LAUSD’s $19.5 billion new school construction program is winding down, but in November 2008 voters approved an additional school bond, Measure Q, which authorized LAUSD to issue $7 billion in bonds to continue repair and upgrade of aging classrooms. The District won’t state an exact date that it will issue the new bond for its modernization program, but it will probably begin sometime in the next couple of years. The environmental team doesn’t expect anywhere near the scope of environmental remediation to be needed, since these would be existing school campuses, but there will be some contamination to be cleaned up.

The school that adorns the newly decontaminated soil is itself a high performance school, meeting requirements, as all the new LAUSD schools do, for certification by the Collaborative for High Performance Schools (CHPS).  Solar panels sit atop the parking structures, the school has energy efficient lighting, occupancy controls, energy monitoring systems, good indoor air quality with ventilation systems that ensure the continuous delivery of outside air. There is space provided for recycling, and other green aspects.

“Part of the bond funding is we have a pretty a good sustainability initiatives group in the district,” said Shannon, “and they establish design standards and manage projects. We try to make sure these schools are built with water conservation, utilities in mind, windows, HVAC systems. As we build these schools, we incorporate these things into the design specs in a reasonable and cost effective way to incorporate all the green design aspects we could.”

Would the District’s toxic cleanup team feel good about their own children attending South Gate High?  “Absolutely,” said Morelan. “We’ve spent a long time getting to this point.
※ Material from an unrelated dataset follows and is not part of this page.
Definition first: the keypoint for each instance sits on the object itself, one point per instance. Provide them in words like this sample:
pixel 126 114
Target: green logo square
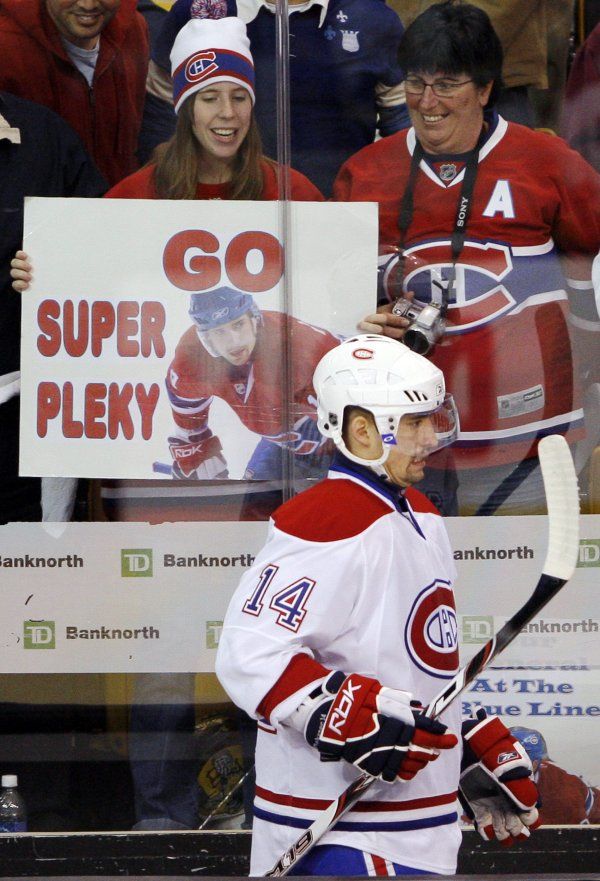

We’ve done very thorough site investigations, we’ve gone through the whole remedial action planning process and with public input and oversight by DTSC, I think we’ve done a very good job at cleaning up these sites.” 

The guiding force behind what they do, says Sterritt, are the student population and staff. “We’ve done sampling that has been approved by DTSC, we’ve gone in and done additional sampling for gases, so we’ve basically covered the safety of our students and staff.  Obviously, there will be additional testing in the future.”  Because toxins can migrate from groundwater to soil, there will be further monitoring on a regular basis. Surely this school campus lends new meaning to the term “clean and green.”